Baumeister 07/2019

Beschreibung

DOWNLOAD – HEFTVORSCHAU

Museen, Kirchen oder Konzertsäle – das sind die Typologien mit denen Architekten normalerweise glänzen. Aber was ist mit Tankstellen, Öffentlichen Toiletten oder Supermärkten? Im diesem Baumeister treten wir den Beweis an, das man gerade an Unorten sein architektonisches Können unter Beweis stellen kann.

2 Köpfe

  • Fosbury Architecture – Die fünf Architekten kommen zwar aus Mailand, arbeiten aber verstreut über drei Länder.
  • Tonsalon – Das Münchner Start-up erzeugt akustische Erlebniswelten.

5 Ideen

  • U-Boot-Bunker in Saint-Nazaire – Dunkles Erbe wird Kulturzentrum.
  • Supermarkt in Athen – Einkaufen in perforierter Aluminiumhülle
  • Sanitärhäusschen in Mammendorf – Ein Zeltplatz in Oberbayern bekommt ein glänzendes Bauwerk.
  • Drei Pumphäuser in Jütland – Von unbeliebter Landgewinnung zu gastfreundlicher Landschaft
  • Bauhaus Museum in Weimar – Zum Bauhaus-Jubiläum eröffnet ein neues Museum.

3 Fragen

  • Nichtort, Nichtort überall? – Als Marc Augé erstmals über Nonplaces schrieb, hatte er bestimmte Bautypen im Kopf. Er traf einen Nerv, seine Theorie gehörte schnell zum Kanon raumbezogener Kulturkritik. In Zeiten von Instagram und Co. aber sind wir – leider – einen Schritt weiter. Die Begriffe Nonplace oder Nichtort beschreiben heute eher Prozesse als Zustände. Und die Nichtortisierung droht überall und immer.
  • Wie saniert man einen fragilen Faltenwurf? – Gottfried Böhms Entwurf für die Klosterkirche in Neviges erhielt zwar nicht den ersten Platz im Wettbewerb von 1962, aber seine bemerkenswerte plastische Form konnte sich schließlich durchsetzen und wurde gebaut.

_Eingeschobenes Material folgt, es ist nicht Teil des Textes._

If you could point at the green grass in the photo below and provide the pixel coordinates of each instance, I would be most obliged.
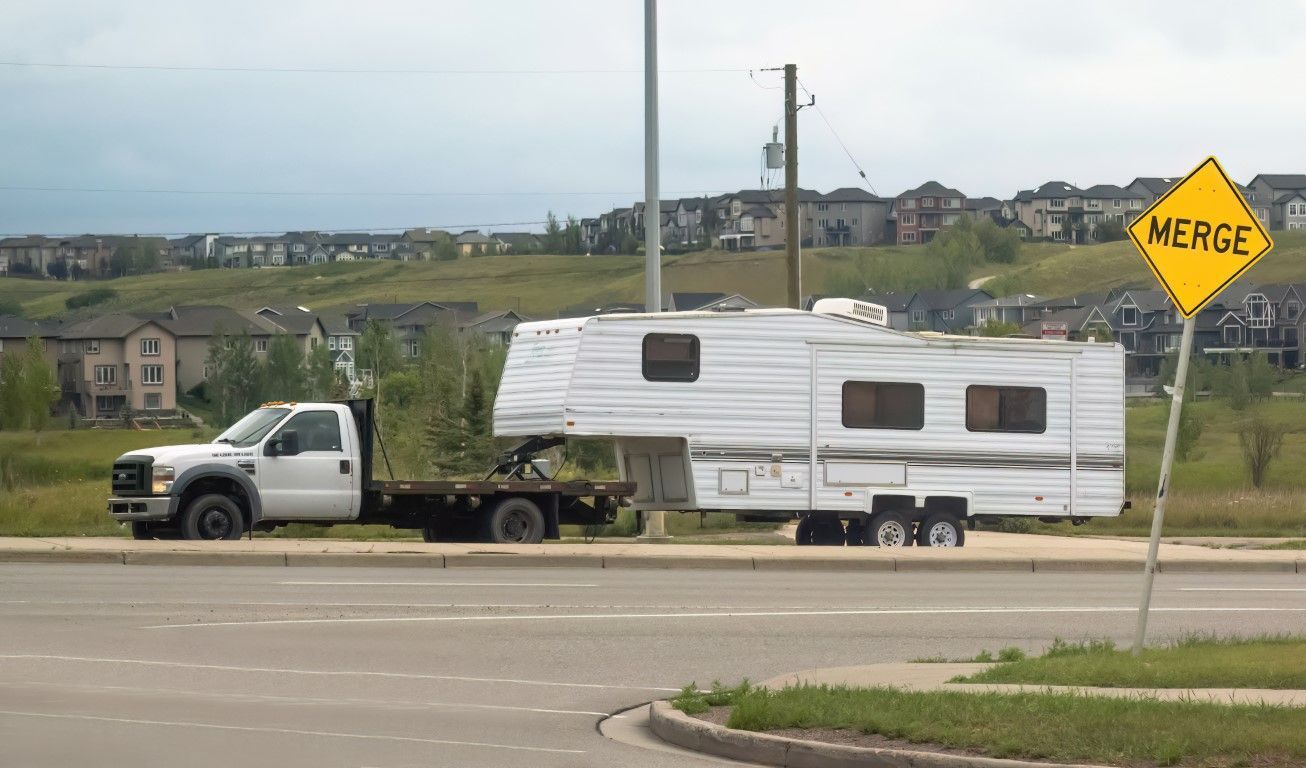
(536, 285)
(1040, 726)
(1194, 662)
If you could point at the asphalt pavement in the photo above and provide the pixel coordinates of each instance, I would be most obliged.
(387, 668)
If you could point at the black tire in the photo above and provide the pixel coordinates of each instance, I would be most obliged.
(212, 517)
(890, 529)
(803, 533)
(940, 529)
(828, 533)
(515, 521)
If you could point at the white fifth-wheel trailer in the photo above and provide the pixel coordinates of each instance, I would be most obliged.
(865, 434)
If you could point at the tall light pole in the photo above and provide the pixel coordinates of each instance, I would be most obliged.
(654, 527)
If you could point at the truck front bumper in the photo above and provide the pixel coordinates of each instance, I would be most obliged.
(129, 508)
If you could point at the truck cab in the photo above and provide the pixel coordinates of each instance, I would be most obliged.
(281, 463)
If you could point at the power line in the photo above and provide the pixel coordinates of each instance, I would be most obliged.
(351, 71)
(835, 133)
(333, 193)
(281, 231)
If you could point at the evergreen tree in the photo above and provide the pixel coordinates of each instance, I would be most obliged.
(285, 372)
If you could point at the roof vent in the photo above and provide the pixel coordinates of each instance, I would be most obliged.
(853, 310)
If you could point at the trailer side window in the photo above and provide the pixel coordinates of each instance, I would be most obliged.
(883, 405)
(1006, 409)
(670, 357)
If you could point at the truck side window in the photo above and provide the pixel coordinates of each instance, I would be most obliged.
(670, 357)
(883, 405)
(1006, 409)
(319, 430)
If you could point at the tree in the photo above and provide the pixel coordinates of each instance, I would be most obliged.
(235, 378)
(39, 389)
(320, 374)
(553, 242)
(1262, 440)
(285, 372)
(1108, 231)
(997, 244)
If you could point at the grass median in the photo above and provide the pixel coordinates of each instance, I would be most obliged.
(1036, 726)
(1194, 662)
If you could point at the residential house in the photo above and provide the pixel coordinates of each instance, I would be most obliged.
(495, 328)
(118, 362)
(15, 333)
(707, 302)
(299, 321)
(1062, 212)
(1016, 310)
(426, 242)
(922, 212)
(519, 242)
(848, 216)
(342, 345)
(473, 243)
(1279, 200)
(193, 327)
(944, 311)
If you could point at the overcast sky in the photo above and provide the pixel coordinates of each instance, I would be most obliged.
(986, 97)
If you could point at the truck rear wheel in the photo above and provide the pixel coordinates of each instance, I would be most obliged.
(212, 517)
(940, 530)
(515, 521)
(890, 529)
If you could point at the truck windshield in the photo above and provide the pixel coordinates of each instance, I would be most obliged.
(252, 427)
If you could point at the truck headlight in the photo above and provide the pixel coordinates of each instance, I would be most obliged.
(162, 479)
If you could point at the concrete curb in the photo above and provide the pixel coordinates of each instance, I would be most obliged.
(700, 735)
(705, 562)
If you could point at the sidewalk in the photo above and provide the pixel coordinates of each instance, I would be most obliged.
(984, 551)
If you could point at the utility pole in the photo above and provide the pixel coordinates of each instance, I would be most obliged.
(654, 525)
(793, 235)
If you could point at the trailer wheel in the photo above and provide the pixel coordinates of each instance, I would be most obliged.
(890, 529)
(803, 533)
(942, 529)
(515, 521)
(212, 516)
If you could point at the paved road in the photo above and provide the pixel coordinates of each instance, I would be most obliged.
(111, 665)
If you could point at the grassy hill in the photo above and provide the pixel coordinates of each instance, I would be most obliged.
(541, 285)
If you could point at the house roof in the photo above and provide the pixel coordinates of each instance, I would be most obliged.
(850, 195)
(297, 320)
(15, 327)
(1156, 184)
(933, 188)
(207, 320)
(1110, 191)
(474, 238)
(105, 327)
(948, 299)
(1283, 180)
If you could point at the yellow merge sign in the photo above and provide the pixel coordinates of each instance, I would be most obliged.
(1199, 237)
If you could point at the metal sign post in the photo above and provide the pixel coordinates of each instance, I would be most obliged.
(1172, 435)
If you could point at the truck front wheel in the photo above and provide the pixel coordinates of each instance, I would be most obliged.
(212, 517)
(515, 521)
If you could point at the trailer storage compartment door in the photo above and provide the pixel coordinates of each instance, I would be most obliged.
(660, 468)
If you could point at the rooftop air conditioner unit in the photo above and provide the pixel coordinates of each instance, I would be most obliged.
(853, 310)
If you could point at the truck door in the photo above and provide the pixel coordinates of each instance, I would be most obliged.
(318, 481)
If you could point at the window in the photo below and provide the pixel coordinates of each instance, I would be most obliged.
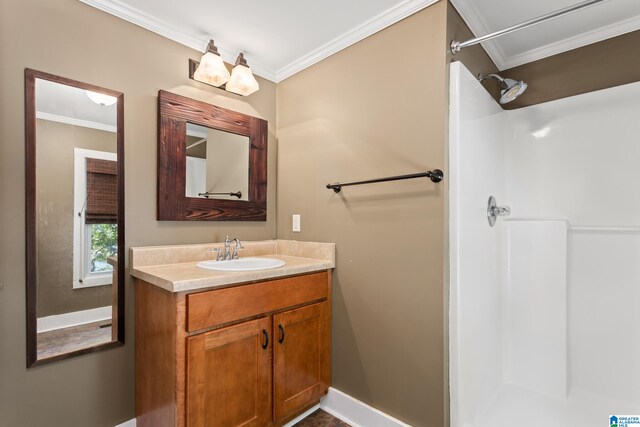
(95, 217)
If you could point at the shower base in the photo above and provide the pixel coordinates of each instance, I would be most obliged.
(516, 406)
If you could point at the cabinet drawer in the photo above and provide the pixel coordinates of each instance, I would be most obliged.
(211, 308)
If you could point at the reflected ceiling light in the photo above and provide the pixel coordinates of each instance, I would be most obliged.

Nun wird das expressive Monument zum wiederholten Mal renoviert.
  • Verhilft das Baukindergeld zu mehr Wohnraum? – Zumindest das Bundesinnenministerium gibt sich begeistert.

19 Lösungen

  • Fassade – Beim Entwurf und der Konstruktion von Gebäuden treten energetische Parameter immer mehr in den Vordergrund. Es wird versucht, energie- und materialschonend zu bauen, die Bauwerke sollen mit möglichst wenig oder regenerativer Energie beheiz-, kühl- und lüftbar und später zu 100 % recycelbar sein. Ein beliebtes Spielfeld ist dabei die Gebäudehülle – Stichwort: die „intelligente“ Fassade.
  • Dächer – Der Ausbau und die Aufstockung von Dächern bieten enormes Potenzial für die städtische Nachverdichtung – ohne die Versiegelung neuer Flächen. Die Hersteller von Dachziegeln sehen diese Entwicklung allerdings mit gemischtem Gefühl: Zwar erhält jede Aufstockung auch ein Dach, aber meist ein Flachdach – ebenso beim Neubau. So schrumpft der Markt für Dachziegel seit Jahren. Einige Hersteller versuchen nun, mit der Plattform „Dachkult“ eine Lanze fürs Steildach zu brechen.